Sadak 2 is the end of the road for Mahesh Bhatt. Is this the same director who once made those memorable masterpieces? While we sit and lament over the Sanjay Dutt and Alia Bhatt-starrer for being one of the biggest disappointments of an already dreadful year, here are the three hit films we would like to remember Mahesh for.
- Arth (1982)
The story of an abandoned wife who scratches and claws her way back to the surface has Shabana Azmi in one of Indian cinema’s finest performances. The bold strokes of feminism in the storytelling never seem painted on. Mahesh once said to me, “Arth came into my life after a string of duds. These included Vishwasghat and Lahu
Ke Do Rang which were fairly big-budgeted commercial films.
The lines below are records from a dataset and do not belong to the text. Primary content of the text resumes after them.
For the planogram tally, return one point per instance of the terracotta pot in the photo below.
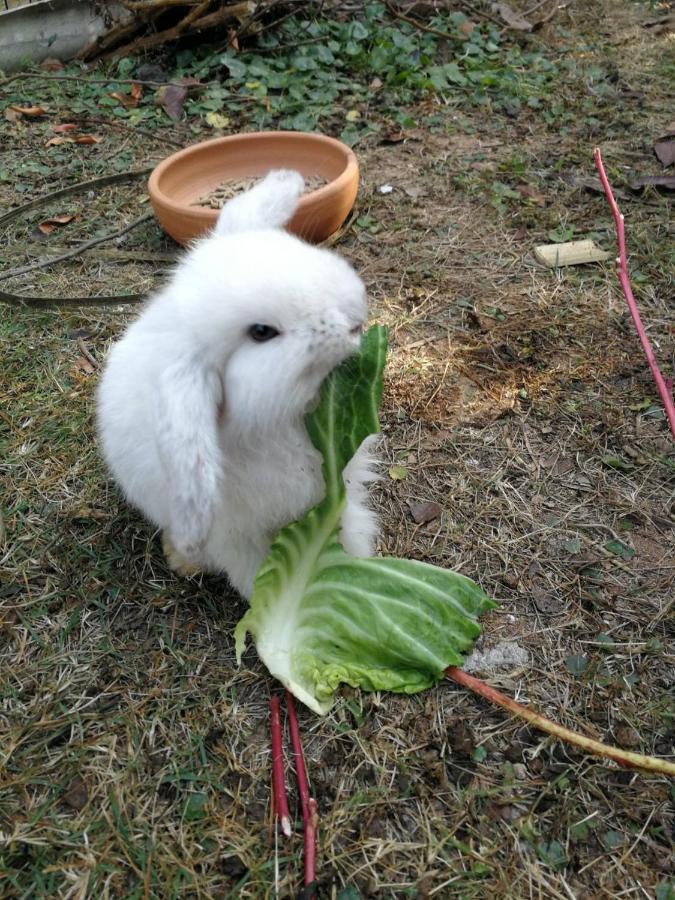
(181, 179)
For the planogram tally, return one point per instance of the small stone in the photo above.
(77, 795)
(51, 64)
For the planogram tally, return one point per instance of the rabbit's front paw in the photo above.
(177, 562)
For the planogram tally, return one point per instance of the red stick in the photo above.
(665, 391)
(278, 785)
(596, 748)
(311, 826)
(310, 817)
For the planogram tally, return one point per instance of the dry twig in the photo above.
(588, 745)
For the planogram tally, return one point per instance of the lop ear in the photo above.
(270, 204)
(187, 435)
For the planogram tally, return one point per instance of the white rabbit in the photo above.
(201, 403)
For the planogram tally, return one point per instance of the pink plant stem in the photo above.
(311, 827)
(596, 748)
(278, 785)
(665, 392)
(310, 818)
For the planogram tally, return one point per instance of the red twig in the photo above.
(310, 817)
(278, 785)
(664, 388)
(596, 748)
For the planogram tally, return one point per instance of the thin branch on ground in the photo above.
(76, 251)
(85, 79)
(664, 389)
(588, 745)
(91, 184)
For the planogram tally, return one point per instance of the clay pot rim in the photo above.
(206, 214)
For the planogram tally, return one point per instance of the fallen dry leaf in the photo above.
(30, 111)
(130, 100)
(50, 225)
(394, 137)
(51, 64)
(530, 193)
(424, 511)
(171, 98)
(415, 191)
(512, 18)
(466, 28)
(83, 366)
(664, 149)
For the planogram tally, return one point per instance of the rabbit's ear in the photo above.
(270, 204)
(189, 400)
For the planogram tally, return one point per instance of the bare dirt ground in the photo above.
(135, 754)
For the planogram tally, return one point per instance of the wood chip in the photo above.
(572, 253)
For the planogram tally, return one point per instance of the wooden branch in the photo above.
(219, 17)
(588, 745)
(44, 263)
(152, 5)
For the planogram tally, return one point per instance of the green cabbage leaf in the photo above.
(320, 617)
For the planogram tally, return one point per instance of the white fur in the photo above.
(202, 427)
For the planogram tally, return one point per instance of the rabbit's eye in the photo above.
(262, 333)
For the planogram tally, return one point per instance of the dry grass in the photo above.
(135, 755)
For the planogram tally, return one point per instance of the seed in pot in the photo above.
(226, 190)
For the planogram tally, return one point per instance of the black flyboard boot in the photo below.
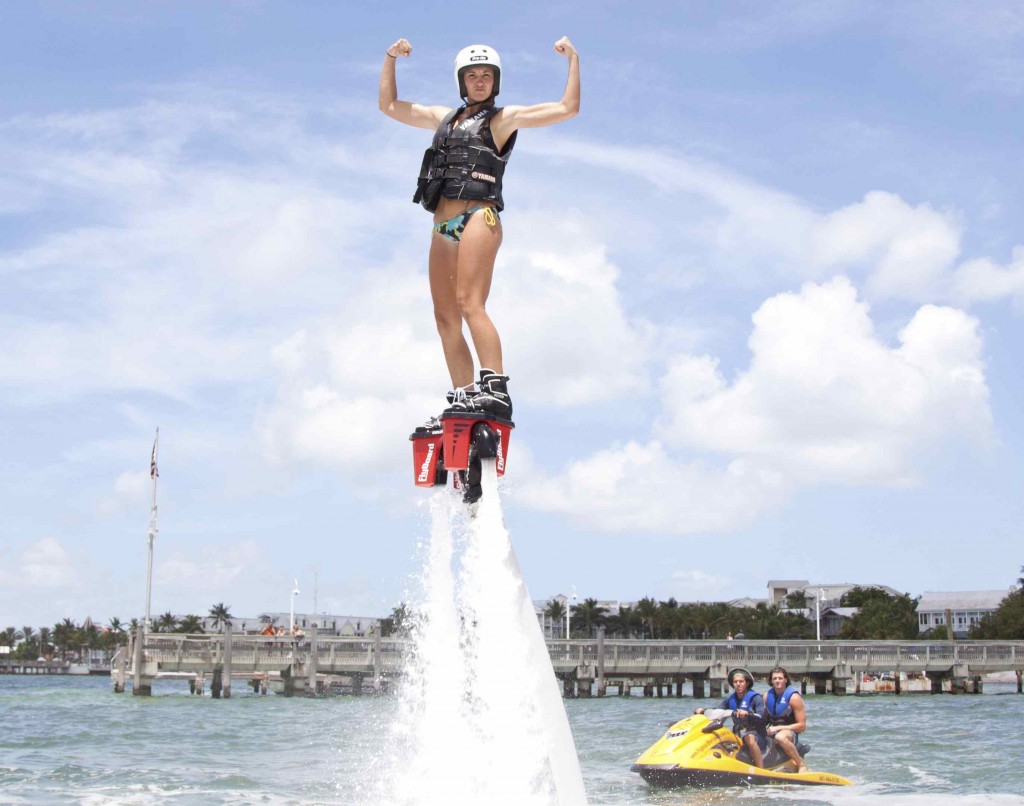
(460, 400)
(494, 395)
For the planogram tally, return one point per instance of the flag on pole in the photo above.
(154, 473)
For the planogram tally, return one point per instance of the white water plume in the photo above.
(480, 716)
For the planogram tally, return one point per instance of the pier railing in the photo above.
(693, 658)
(184, 653)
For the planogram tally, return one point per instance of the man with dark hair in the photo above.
(786, 715)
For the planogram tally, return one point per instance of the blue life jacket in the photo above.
(752, 703)
(778, 709)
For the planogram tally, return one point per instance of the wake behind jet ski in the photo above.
(700, 751)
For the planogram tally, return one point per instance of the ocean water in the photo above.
(66, 739)
(478, 721)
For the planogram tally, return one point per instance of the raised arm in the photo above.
(513, 118)
(403, 111)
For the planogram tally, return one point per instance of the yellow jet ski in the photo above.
(700, 751)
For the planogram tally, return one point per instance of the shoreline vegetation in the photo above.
(880, 616)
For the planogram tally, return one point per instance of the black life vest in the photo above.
(463, 162)
(778, 710)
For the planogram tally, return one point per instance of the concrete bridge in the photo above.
(584, 667)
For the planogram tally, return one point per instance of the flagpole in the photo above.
(154, 474)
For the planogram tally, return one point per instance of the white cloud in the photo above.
(44, 565)
(901, 251)
(640, 489)
(824, 400)
(983, 280)
(130, 491)
(698, 586)
(210, 569)
(910, 249)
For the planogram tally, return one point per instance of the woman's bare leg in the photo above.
(475, 268)
(443, 274)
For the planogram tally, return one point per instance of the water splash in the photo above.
(480, 718)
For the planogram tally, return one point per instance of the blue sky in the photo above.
(761, 301)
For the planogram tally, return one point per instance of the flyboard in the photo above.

Arth was a personal statement on the man-woman relationship that shattered the belief of the traditional power centres within our film industry that only a certain kind of formula works at the boxoffice.”
But did Mahesh ever expect the film to become so iconic? “I made Arth on the firm belief that any work which originates from a filmmaker’s heart inevitably connects with the aam junta (general public). And it hit home in ways that shocked the industry, but not me. I remember India won the Cricket World Cup on the very day when Arth was declared a hit. I remember I was at the Plaza cinema in Delhi watching the film on the Friday it was released. We were tense, since this was not the kind of entertainment the public was used to. The scene where the deserted wife Shabana Azmi rejects her husband Kulbhushan Kharbanda
and walks away from him got a standing ovation from the so-called front-benchers at this hardcore mass-entertainment theatre. I knew then and there that our film was a hit.”
- Saaraansh (1984)
A 65-year old man, played by the 24-year old Anupam Kher, in a role earmarked for Sanjeev
Kumar, who comes to terms with mortality after his only son’s sudden death, many consider Saaraansh a better film than Arth, and they are probably right. The pain of the protagonist is expressed in welters of creative eruption that Mahesh never tried to streamline in the plot. He just let it all flow out. No wonder Anupam is so proud of Saaraansh. He once said, “35 years ago I played the age that I am now. I am grateful to the great Sanjeev Kumar for opting out of that project. Because of him I got to do one of the most brilliantly written characters at the beginning of my career.”
- Zakham (1998)
Every time you forget how brilliant an actress Pooja Bhatt is capable of being, watch her as a woman who steals time with her husband whenever he can get away from his first family. It’s hard to believe Pooja had never worn a saree before this. She looked as though she was born in one. This is the last film Mahesh directed before Sadak 2. And that’s the way it should have remained.